CNAS' Harrell and Rosenberg question whether unilateral US sanctions imposed without the support of Europe, China and Russia would have the same bite as those that brought Iran to the negotiating table.

"Without foreign cooperation, the Trump administration will likely face significant challenges in effectively implementing major sanctions on Iran and in enforcing penalties on major foreign companies that violate US sanctions," CNAS said.

They argue that while international financial services companies that are heavily reliant on the US may comply with the sanctions, international energy traders "are unlikely to curb their dealings with Iran unless the United States has broad international backing for reimposing sanctions."

Hedgeye's McMonigle, however, said the impact of US-only sanctions on the oil market would be significant and could remove the 1 million b/d that Iran has added since the sanctions were lifted. He said this is because European energy companies that are major buyers of Iranian crude have significant economic exposure in the US.

"It's Total, Repsol, BP and others that are buying the oil," McMonigle said. "Unless the European position is 'we want our companies to get out of the US,' which I don't see as being a plausible scenario, they're going to be subject to sanctions. The European energy companies are not going to want to run afoul of US sanctions."

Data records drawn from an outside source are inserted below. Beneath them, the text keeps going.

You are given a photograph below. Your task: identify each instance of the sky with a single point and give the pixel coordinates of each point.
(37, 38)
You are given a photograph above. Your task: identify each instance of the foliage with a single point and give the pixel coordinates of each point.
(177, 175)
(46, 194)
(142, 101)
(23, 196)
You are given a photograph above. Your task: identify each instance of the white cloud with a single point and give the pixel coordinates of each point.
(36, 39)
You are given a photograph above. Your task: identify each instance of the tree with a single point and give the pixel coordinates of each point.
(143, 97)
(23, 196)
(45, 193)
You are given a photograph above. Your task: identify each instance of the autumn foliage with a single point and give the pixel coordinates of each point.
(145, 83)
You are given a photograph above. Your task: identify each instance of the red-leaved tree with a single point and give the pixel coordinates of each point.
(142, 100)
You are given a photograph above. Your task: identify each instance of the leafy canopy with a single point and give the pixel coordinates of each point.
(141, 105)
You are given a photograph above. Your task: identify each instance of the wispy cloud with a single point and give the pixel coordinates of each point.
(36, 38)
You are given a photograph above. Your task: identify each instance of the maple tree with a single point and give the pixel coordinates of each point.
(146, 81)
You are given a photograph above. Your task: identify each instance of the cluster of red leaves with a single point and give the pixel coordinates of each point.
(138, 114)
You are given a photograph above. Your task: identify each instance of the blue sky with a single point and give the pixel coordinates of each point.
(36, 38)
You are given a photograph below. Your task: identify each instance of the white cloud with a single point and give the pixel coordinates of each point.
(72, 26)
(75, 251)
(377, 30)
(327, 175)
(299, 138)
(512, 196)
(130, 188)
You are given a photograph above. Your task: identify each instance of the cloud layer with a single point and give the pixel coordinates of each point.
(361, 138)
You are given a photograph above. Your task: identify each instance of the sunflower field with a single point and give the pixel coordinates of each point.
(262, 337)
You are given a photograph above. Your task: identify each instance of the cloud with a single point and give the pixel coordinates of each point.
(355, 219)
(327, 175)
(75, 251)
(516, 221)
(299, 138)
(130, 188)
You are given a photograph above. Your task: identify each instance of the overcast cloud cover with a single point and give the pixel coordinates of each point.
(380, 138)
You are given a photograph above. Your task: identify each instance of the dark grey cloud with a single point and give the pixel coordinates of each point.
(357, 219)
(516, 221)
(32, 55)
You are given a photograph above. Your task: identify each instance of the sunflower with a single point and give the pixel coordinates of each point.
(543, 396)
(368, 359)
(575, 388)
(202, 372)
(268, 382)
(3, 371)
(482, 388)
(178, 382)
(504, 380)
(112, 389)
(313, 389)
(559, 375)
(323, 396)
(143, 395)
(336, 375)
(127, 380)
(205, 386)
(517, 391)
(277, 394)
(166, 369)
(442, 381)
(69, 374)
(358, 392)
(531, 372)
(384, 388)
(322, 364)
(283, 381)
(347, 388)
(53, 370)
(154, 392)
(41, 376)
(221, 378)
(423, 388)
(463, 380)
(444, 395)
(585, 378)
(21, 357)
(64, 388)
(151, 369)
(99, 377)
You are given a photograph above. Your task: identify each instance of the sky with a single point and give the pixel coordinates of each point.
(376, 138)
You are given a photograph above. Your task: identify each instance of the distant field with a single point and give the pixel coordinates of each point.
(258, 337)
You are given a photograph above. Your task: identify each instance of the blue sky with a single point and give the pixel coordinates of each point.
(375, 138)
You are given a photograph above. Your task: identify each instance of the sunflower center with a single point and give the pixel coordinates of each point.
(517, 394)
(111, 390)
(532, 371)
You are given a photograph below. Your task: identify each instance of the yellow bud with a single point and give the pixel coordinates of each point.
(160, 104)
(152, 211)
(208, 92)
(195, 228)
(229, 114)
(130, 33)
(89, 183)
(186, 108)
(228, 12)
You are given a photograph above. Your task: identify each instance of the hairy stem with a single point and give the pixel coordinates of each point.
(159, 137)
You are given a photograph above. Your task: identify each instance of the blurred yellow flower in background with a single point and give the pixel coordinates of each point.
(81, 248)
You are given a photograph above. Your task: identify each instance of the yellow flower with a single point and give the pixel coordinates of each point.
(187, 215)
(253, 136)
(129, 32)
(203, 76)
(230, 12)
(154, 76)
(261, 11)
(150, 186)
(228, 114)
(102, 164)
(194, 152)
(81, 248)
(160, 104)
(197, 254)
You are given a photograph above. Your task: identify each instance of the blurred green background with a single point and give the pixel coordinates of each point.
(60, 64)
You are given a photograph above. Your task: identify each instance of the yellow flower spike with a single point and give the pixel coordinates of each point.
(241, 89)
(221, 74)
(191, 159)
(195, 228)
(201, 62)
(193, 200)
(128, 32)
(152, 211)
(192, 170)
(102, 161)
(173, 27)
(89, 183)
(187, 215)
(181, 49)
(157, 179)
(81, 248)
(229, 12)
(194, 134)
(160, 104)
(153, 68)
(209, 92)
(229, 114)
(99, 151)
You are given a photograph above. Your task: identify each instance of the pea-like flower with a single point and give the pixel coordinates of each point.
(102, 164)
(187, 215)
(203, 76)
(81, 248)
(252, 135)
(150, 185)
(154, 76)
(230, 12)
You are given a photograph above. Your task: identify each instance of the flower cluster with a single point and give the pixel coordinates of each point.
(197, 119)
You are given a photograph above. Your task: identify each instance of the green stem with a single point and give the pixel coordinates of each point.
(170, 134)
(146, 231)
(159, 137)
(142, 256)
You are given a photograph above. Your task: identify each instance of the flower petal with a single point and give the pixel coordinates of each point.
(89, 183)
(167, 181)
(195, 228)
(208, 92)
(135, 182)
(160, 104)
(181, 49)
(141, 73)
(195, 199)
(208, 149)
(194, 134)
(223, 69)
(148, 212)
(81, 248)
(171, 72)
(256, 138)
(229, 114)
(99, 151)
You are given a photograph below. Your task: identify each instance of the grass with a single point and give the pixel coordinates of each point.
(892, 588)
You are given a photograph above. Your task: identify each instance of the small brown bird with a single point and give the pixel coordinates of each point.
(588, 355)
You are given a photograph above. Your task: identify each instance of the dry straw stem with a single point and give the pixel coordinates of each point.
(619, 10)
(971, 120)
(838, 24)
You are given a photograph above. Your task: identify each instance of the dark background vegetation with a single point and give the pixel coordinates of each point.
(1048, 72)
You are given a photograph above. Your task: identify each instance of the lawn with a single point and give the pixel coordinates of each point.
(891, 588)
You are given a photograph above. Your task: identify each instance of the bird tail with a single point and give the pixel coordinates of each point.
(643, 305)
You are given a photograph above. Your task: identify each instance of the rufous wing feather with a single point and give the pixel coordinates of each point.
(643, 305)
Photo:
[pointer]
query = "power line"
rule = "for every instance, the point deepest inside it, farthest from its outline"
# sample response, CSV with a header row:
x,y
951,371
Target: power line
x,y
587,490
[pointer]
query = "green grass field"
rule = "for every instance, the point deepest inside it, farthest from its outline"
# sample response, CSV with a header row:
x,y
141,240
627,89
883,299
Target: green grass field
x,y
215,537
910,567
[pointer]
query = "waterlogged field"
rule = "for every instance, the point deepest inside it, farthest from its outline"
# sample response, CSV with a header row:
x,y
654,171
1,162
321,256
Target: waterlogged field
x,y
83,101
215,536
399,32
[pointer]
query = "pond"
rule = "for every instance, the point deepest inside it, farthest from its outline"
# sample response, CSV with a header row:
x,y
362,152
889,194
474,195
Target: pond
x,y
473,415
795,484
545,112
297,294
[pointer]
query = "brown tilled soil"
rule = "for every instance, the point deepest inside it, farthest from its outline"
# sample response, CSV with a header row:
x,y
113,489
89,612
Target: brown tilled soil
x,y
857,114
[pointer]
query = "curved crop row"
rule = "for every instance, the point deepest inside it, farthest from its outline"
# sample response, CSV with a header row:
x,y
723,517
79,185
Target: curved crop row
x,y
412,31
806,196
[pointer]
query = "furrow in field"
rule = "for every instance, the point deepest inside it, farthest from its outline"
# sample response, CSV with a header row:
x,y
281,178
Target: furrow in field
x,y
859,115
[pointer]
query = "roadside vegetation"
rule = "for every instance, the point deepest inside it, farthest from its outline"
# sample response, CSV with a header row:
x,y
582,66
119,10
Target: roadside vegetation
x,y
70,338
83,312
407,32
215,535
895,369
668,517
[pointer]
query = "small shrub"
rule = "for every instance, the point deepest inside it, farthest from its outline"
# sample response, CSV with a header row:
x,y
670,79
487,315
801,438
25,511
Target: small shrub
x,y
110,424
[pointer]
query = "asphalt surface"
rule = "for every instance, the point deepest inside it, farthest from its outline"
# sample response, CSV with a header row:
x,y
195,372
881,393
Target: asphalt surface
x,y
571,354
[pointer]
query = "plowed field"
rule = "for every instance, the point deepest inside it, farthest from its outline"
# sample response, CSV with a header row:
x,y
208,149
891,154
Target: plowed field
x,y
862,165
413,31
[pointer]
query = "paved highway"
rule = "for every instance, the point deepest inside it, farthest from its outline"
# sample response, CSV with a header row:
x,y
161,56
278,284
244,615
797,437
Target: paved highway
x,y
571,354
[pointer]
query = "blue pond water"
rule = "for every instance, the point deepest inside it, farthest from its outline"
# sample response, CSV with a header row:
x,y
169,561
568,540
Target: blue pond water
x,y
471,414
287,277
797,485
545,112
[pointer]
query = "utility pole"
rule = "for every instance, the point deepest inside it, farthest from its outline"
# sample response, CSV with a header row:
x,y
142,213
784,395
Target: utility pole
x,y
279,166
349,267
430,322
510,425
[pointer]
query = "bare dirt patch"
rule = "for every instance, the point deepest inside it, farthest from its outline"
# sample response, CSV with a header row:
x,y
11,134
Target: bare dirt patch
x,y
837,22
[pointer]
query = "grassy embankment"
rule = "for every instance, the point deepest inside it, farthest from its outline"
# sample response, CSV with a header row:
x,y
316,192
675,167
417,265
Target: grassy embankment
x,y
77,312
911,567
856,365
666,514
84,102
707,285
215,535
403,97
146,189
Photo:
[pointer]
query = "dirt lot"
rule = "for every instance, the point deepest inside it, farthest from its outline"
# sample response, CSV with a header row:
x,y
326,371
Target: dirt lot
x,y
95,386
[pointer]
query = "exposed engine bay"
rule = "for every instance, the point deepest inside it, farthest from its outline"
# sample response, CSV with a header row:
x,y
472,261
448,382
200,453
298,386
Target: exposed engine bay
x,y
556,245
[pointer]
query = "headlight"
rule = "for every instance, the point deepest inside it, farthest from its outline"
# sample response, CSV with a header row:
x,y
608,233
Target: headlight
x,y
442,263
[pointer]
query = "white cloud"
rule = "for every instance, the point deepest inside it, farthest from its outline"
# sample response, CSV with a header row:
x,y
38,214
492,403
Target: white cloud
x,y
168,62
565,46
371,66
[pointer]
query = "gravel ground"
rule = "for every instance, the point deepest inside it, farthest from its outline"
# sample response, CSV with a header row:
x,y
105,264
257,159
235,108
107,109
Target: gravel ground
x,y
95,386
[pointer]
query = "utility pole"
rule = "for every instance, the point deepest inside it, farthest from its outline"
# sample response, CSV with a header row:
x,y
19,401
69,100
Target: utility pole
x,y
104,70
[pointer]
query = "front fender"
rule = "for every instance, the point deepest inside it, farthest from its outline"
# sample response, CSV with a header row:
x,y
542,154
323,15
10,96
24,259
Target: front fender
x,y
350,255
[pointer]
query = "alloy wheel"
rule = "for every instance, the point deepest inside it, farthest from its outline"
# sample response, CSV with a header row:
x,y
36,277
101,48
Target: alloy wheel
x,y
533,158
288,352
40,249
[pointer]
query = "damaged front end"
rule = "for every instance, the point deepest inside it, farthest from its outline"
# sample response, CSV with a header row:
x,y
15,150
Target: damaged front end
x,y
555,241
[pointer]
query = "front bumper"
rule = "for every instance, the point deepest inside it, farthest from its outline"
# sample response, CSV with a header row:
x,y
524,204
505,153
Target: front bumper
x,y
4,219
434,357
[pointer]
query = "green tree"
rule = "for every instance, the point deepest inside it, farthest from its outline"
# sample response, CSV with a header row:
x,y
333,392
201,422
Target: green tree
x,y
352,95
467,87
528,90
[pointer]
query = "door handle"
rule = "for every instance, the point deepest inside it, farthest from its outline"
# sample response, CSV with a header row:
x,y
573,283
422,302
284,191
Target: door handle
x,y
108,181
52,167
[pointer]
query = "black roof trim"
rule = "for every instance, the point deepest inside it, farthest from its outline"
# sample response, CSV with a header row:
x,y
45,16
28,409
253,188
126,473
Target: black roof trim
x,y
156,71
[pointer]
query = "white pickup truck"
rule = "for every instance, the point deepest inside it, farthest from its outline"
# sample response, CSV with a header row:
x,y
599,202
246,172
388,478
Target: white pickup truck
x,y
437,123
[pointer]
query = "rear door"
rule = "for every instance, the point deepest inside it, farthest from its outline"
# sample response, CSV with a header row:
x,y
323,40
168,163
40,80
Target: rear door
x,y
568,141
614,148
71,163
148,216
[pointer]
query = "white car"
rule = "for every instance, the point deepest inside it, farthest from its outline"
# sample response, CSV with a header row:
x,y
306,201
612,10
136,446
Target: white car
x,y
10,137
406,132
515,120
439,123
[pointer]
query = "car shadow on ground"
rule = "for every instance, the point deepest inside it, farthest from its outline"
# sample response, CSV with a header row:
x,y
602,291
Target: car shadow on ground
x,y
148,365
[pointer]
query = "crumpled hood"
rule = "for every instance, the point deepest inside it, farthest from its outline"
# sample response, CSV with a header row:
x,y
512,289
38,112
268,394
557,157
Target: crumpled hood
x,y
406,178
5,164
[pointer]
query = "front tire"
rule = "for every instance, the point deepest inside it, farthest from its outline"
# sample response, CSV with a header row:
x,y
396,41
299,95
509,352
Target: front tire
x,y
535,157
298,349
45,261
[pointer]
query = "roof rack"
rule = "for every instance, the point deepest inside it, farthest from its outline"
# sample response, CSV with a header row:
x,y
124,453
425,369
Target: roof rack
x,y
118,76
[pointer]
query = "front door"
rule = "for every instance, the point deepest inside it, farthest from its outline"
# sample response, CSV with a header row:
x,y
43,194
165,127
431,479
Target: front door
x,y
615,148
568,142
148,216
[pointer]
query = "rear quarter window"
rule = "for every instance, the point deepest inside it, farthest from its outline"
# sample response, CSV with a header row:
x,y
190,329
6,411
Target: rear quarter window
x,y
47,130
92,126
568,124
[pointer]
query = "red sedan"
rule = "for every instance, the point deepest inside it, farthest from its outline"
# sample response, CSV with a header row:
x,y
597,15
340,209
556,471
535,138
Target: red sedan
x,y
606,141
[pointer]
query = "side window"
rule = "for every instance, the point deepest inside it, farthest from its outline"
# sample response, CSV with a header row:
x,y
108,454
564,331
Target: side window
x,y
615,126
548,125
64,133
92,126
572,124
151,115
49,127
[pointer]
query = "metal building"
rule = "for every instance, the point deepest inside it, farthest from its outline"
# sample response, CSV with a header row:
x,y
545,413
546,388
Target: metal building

ClearView Energy's Book predicted Iranian crude flows would shift from Europe to Asia if the US leaves the JCPOA and reimposes sanctions, just as they did in 2012-15 during the sanctions.

"Europe essentially zeroed out its imports, but the 'big four' Asian buyers never fully stopped purchases," Book said. "If similar dynamics were to govern this scenario, Iranian crude flows could shift from European buyers with low risk tolerances to Asian buyers with higher risk tolerances even as volumes -- and therefore global balances and benchmark prices -- remained essentially unchanged."

The US would then lose "significant leverage" over Asian crude buyers, particularly if the EU did not reinstate its banking, insurance and tanker sanctions imposed in 2012, Book said.

"In short, Asian refiners might buy more Iranian crude and export greater volumes of refined products," he said in the ClearView Energy note.